A forecast released by Arbor Networks suggests that the iPhone will become a major target for hackers in 2008. Do iPhone users have anything to worry about? Well, I'd say that all depends on whether there are enough users from the "stupid crowd" to target. After all, hackers follow the path of least resistance and go after the "stupid crowd"
Why bother going to the effort of targeting an exploit when you can get a user (a stupid user) to do the work for you?The term "stupid crowd" might seem harsh and unjust, but it's as good a label as any. This is the crowd that hackers have focused on for a few years now, especially as their techniques have had to shift from finding and making use of exploits to relying on social engineering instead. The "stupid crowd" is made up of those users who don't let anything get in their way when they're after that funny video, porn, a keygen or pirated movie. The "stupid crowd" click first and ask questions later (thinking doesn't seem to factor in the process at any stage). You must know people like this - they're a couple of rungs up the tech ladder from those who are still looking for the "any" key. Anyone who's had to throw away a PC because it was trashed by malware is a member of the "stupid crowd." If you share a PC with a member of the "stupid crowd," you have my sympathies.

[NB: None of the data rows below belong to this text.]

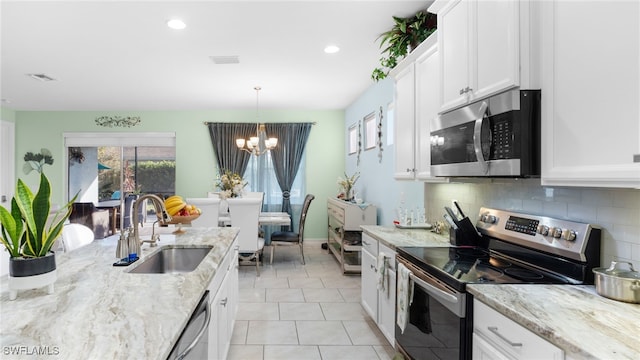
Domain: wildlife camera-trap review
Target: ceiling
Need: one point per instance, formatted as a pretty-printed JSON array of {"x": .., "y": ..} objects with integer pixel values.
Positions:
[{"x": 120, "y": 55}]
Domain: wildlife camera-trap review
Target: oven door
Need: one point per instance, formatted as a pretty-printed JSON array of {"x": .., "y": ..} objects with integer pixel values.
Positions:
[{"x": 439, "y": 322}]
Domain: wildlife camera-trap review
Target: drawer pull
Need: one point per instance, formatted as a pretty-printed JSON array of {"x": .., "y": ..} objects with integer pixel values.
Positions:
[{"x": 494, "y": 329}]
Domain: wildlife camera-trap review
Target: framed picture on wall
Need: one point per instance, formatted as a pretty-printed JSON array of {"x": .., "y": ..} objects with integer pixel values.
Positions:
[
  {"x": 370, "y": 131},
  {"x": 353, "y": 139}
]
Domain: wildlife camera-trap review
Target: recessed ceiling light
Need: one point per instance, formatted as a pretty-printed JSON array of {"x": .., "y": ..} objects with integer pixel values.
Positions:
[
  {"x": 176, "y": 24},
  {"x": 331, "y": 49}
]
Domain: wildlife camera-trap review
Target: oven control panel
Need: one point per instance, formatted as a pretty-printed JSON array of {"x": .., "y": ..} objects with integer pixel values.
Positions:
[{"x": 563, "y": 237}]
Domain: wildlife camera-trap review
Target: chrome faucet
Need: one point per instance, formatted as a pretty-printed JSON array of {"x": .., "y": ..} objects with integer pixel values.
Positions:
[{"x": 161, "y": 213}]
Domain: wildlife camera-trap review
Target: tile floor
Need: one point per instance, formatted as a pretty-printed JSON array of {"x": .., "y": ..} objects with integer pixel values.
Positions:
[{"x": 295, "y": 311}]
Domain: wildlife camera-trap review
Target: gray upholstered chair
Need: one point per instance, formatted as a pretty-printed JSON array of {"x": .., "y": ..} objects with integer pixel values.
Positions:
[{"x": 280, "y": 238}]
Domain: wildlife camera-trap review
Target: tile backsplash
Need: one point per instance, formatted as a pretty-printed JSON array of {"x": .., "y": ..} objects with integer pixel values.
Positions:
[{"x": 616, "y": 211}]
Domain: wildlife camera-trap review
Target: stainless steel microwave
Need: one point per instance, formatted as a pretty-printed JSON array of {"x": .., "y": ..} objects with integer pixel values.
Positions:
[{"x": 495, "y": 137}]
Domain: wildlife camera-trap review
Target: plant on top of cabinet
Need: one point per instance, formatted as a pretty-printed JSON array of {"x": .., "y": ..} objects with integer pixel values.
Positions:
[{"x": 405, "y": 35}]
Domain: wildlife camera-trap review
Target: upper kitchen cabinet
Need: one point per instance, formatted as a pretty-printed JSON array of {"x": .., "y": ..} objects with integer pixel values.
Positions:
[
  {"x": 417, "y": 98},
  {"x": 484, "y": 49},
  {"x": 591, "y": 93}
]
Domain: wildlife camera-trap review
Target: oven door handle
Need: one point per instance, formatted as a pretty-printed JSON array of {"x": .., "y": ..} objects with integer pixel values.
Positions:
[
  {"x": 434, "y": 291},
  {"x": 477, "y": 138}
]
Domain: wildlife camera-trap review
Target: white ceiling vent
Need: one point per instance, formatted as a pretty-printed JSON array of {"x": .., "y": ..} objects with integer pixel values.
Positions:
[
  {"x": 41, "y": 77},
  {"x": 221, "y": 60}
]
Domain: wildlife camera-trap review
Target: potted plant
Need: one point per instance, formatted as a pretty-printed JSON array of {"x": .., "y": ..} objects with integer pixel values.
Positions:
[
  {"x": 405, "y": 35},
  {"x": 28, "y": 237}
]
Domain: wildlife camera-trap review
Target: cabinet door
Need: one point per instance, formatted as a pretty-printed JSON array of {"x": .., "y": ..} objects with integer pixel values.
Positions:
[
  {"x": 387, "y": 309},
  {"x": 591, "y": 94},
  {"x": 494, "y": 55},
  {"x": 453, "y": 45},
  {"x": 404, "y": 120},
  {"x": 369, "y": 289},
  {"x": 427, "y": 75}
]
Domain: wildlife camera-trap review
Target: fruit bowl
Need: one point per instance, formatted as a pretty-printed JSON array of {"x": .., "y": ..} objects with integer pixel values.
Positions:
[{"x": 176, "y": 219}]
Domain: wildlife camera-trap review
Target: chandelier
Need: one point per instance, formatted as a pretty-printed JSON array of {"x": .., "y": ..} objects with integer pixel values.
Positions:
[{"x": 253, "y": 144}]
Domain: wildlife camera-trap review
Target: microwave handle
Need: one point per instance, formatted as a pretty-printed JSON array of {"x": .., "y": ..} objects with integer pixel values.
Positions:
[{"x": 477, "y": 138}]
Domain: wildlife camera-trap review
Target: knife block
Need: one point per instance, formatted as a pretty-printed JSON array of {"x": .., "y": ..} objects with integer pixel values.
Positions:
[{"x": 465, "y": 235}]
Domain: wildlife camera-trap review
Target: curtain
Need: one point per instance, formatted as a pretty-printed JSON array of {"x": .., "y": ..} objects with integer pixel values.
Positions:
[
  {"x": 223, "y": 139},
  {"x": 286, "y": 157}
]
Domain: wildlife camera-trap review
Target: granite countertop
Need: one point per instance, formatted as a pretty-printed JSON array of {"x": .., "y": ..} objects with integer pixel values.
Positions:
[
  {"x": 99, "y": 311},
  {"x": 393, "y": 237},
  {"x": 574, "y": 318}
]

The reason why hackers have so far concentrated their efforts on the Windows platform, not because all Windows users fall into the "stupid crowd" but because there's statistically a greater number of people in the crowd. Whether hackers shift their focus from Windows and direct it to other platforms depends on whether they feel that there is now a large enough pool of "stupid crowd" using say, Mac, Linux or the iPhone. While it's true that exploits do still crucial play a part in the hacker's plans, but their significance is decreasing. Why bother going to the effort of targeting an exploit when you can get a user (a stupid user) to do the work for you?
Stupid users are a fact of life. The more popular a product is the more of them will be in the user pool. Popularity brings them. And don't think that price is a barrier - I'm sure that you've seen plenty of sports cars driven by people who fall into this category. The question is whether the stupid group has achieved critical mass yet on a platform other than Windows. From talking to people who know far more about the dynamic and make up of hacker groups out there, I'm getting the impression that hackers are looking to expand the platforms that they target, and that Mac and iPhone are on the hit list.
Still, if you're not part of the "stupid crowd" (and if you're reading this, you're not) you have little to worry about.